Kenneth K. Dort of Drinker Biddle & Reath LLP in Chicago spoke of data security and privacy issues generated by the Internet of Things. He said for all the benefits of this new technology there is an accompanying set of risks. “On the consumer side, the biggest risk is unauthorized access and misuse of the information,” Dort said. “You typically are going to have third parties handling the underlying process of the data.  You need to be very aware of who has access to that data.” On the commercial side, Dort said companies need to focus on privacy and security when designing their products. “You need to know what data is being collected, how it is going to be used, how it’s being stored and how it’s being protected.”

The final panelist was Kelly A. DeMarchis, an attorney with Venable LLP in Washington, D.C. She provided an overview of the regulatory framework around the IoT. “What I think is really interesting in this emerging technology phase is how data security issues are being regulated and talked about really mirrors the broader privacy debate that is happening in Washington,” DeMarchis said.

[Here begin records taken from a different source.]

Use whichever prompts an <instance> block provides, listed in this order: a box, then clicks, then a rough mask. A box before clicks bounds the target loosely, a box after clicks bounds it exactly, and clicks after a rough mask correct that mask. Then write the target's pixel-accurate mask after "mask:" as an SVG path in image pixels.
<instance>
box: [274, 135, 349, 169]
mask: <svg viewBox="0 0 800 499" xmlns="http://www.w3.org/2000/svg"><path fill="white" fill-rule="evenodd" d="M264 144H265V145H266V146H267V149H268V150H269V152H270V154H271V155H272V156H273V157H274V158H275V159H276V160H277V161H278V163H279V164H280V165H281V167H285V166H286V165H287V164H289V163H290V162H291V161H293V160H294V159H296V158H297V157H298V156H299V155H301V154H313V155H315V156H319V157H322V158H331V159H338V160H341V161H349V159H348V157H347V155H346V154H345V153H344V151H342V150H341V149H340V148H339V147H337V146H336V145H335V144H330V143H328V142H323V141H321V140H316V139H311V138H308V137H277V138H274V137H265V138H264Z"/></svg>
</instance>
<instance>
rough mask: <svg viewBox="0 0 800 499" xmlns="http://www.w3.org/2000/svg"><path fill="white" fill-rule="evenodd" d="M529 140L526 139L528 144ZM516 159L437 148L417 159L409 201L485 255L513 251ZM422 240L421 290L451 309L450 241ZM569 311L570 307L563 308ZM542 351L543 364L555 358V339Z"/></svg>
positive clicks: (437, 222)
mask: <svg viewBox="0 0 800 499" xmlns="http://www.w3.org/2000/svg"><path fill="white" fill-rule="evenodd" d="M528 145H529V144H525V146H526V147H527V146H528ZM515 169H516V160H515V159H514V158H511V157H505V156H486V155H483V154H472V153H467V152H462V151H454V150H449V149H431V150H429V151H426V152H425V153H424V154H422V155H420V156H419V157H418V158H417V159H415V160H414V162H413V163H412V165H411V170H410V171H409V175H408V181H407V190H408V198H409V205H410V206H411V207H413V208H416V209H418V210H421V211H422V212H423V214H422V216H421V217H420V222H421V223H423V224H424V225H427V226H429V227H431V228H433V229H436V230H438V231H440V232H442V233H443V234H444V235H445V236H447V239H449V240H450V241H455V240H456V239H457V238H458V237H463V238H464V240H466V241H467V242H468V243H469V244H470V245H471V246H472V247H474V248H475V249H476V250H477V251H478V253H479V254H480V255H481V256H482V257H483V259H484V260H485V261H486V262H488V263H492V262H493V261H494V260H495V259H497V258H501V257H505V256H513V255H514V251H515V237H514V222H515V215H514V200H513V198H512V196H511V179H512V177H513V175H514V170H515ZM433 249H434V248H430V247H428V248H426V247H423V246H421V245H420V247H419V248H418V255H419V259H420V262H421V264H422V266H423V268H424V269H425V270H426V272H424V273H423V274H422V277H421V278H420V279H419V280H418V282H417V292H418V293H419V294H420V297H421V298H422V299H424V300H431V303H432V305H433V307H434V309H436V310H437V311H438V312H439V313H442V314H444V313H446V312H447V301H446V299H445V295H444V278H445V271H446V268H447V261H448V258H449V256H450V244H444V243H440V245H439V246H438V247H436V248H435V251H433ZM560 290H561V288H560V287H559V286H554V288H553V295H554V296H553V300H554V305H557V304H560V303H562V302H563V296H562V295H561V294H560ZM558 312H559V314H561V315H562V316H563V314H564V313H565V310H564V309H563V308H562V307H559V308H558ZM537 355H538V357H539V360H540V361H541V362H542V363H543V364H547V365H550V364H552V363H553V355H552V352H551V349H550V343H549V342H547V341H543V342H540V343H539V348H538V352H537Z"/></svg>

The Federal Trade Commission is the traditional regulator and enforcement agency of privacy and data security but DeMarchis said there is a turf war around privacy, which she said has become “politically popular.” She said the rise of the Consumer Financial Protection Bureau has usurped some of the FTC’s traditional authority in privacy. The Federal Communications Commission and the Department of Commerce are other players in the privacy space, according to DeMarchis. The FTC has issued two enforcement actions against companies around the IoT and has issued several reports, including one on the Internet of Things, which highlights the benefits of the technology and the potential risks. The Senate Commerce Commission also has held hearings on the IoT.

DeMarchis declined to predict what’s ahead on the regulatory front for the IoT, citing the ongoing turf wars, the presidential election and an understaffed FTC (down two of its five commissioners). “I do think that industry will become more responsive,” she said, noting that the auto industry last year distributed to its members the first self-regulatory coded IoT driving data collected from connected vehicles. “So I think other industries will gather their forces and put forth their best practices,” she said, “which is what you generally see when there is sort of a regulatory vacuum at the top.”